662. dzień wojny. Rosja kontra NATO. Kto ma przewagę w powietrzu? To nam powinno dać do myślenia
Rosjanie nie ustają w atakach, choć pogoda absolutnie nie sprzyja. Na północnym odcinku frontu wdarli się do Syńkiwki, niecałe 10 km od Kupiańska, i ponieśli tu straty także w cennym dla nich sprzęcie bojowym. Nie będą w stanie posunąć się dalej na zachód. Pod Bachmutem też trwają ciężkie walki, ale znaczących zmian nie ma. Ukraińskie wojska są w niełatwym położeniu.
Pod Awdijiwką Rosjanie nacierają uporczywie. Wczoraj wdarli się nieco dalej na zachód po południowo-wschodniej, przemysłowej stronie miasta. Na południowym odcinku frontu znaczących zmian linii frontu nie ma, a ukraiński przyczółek na lewym brzegu Dniepru nadal się trzyma. Rosjanie ponoszą spore straty przy próbach jego likwidacji, ale żadna ze stron nie jest zdolna doprowadzić do rozstrzygnięcia.
W nocy Ukraińcy przeprowadzili atak dronami na bazę lotniczą Mrozowsk między Rostowem nad Donem a Wołgogradem. Stacjonuje tu 559. Pułk Lotnictwa Bombowego Gwardii wyposażony w Su-34. Z dostępnych zdjęć wynika, że co najmniej jeden został poważnie uszkodzony, o innych stratach na razie nie wiemy. Rosjanie też atakowali dronami (ok. 20 sztuk Shahed 136). Tradycyjnie większość zestrzelono, pozostałe poczyniły jakieś szkody. W Odessie zginęła jedna osoba.

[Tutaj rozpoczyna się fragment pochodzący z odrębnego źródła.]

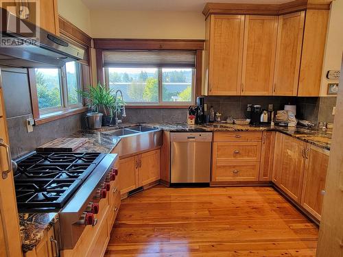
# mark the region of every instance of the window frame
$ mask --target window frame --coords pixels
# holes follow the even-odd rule
[[[109,88],[110,86],[110,76],[109,76],[109,68],[104,68],[104,76],[105,85]],[[138,68],[144,69],[145,67]],[[192,70],[192,82],[191,82],[191,101],[163,101],[163,69],[173,69],[170,68],[158,68],[152,67],[154,69],[157,69],[157,82],[158,82],[158,101],[156,102],[126,102],[127,106],[191,106],[193,105],[196,101],[196,68],[185,68],[185,69],[191,69]],[[175,69],[182,69],[182,67],[176,67]],[[124,99],[125,101],[125,99]]]
[[[75,62],[78,63],[78,77],[80,82],[80,89],[82,90],[84,88],[82,65],[79,62]],[[36,125],[43,124],[65,117],[83,112],[87,110],[87,108],[84,106],[84,100],[82,97],[80,98],[80,103],[69,104],[66,66],[64,65],[62,67],[55,69],[58,69],[60,76],[61,106],[41,109],[39,108],[38,106],[35,69],[32,68],[28,69],[32,115]]]

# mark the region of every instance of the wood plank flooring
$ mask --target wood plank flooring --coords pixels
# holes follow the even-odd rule
[[[105,256],[314,256],[318,234],[271,187],[158,185],[122,201]]]

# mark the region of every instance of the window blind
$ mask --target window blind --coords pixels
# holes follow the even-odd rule
[[[104,66],[117,68],[195,68],[194,51],[104,51]]]

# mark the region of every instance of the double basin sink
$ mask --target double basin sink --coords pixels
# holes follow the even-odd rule
[[[120,156],[130,156],[145,151],[160,147],[163,143],[163,131],[159,129],[143,125],[103,132],[109,136],[121,138],[119,144],[113,153]]]

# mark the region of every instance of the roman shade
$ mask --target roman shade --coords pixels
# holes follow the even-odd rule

Ile znaczy przewaga w lotnictwie
Lotnictwo bojowe i obrona przeciwlotnicza to dziedziny, w których jakość odgrywa naprawdę kluczową rolę. Przekonali się o tym nasi piloci, którzy we wrześniu 1939 r. mieli przestarzałe samoloty myśliwskie PZL P.11c, niezdolne dogonić nawet niemieckich bombowców. Załogi lekkich bombowo-rozpoznawczych PZL.23 Karaś też się przekonały, że słaba taktyka i brak eskorty myśliwskiej przynosi duże straty.